Quel que soit l’angle sous lequel on l’examine, les municipalités ont besoin de soutien pour construire les infrastructures nécessaires à la pleine gamme de logements abordables.

Je vais ajouter un autre point concernant le financement des infrastructures pour soutenir le logement. Il s’agit de la résilience de ces communautés elles-mêmes et de son impact sur l’accès au capital et la croissance future.

Aux États-Unis, on prend de plus en plus conscience du risque posé aux propriétés individuelles. La First Street Foundation a réalisé une évaluation du risque climatique au niveau de chaque propriété, qui est prise en compte lorsqu’une propriété change de propriétaire. Ainsi, si vous avez investi dans la résilience de votre propriété et/ou de votre communauté, cela pourrait contribuer à une réévaluation de votre domicile. Avec le temps, nous pourrions voir les évaluations de risques dans les quartiers agir comme une notation d’obligations pour une communauté.

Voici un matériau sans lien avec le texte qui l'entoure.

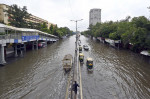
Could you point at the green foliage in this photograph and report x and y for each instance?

Cela ne stopperait pas les flux de capitaux, mais pourrait les influencer en affectant les primes de risque sur les coûts d’emprunt. Les Canadiens n’ont pas encore accès à ce type d’informations, mais cela ne saurait tarder. Les prêteurs canadiens commencent à y réfléchir.

À mesure que les risques sont atténués, c’est là que les capitaux afflueront. Donc, à mesure que nous réduirons ces risques, les marchés commenceront à en tenir compte et à exiger de la résilience.

Les communautés qui anticipent ce changement s’en sortiront mieux en termes de développement économique et de valorisation par rapport à celles qui ne le font pas. À l’inverse, il y aura un coût d’inaction pour celles qui ne sont pas prêtes pour les risques qui sont intégrés au marché.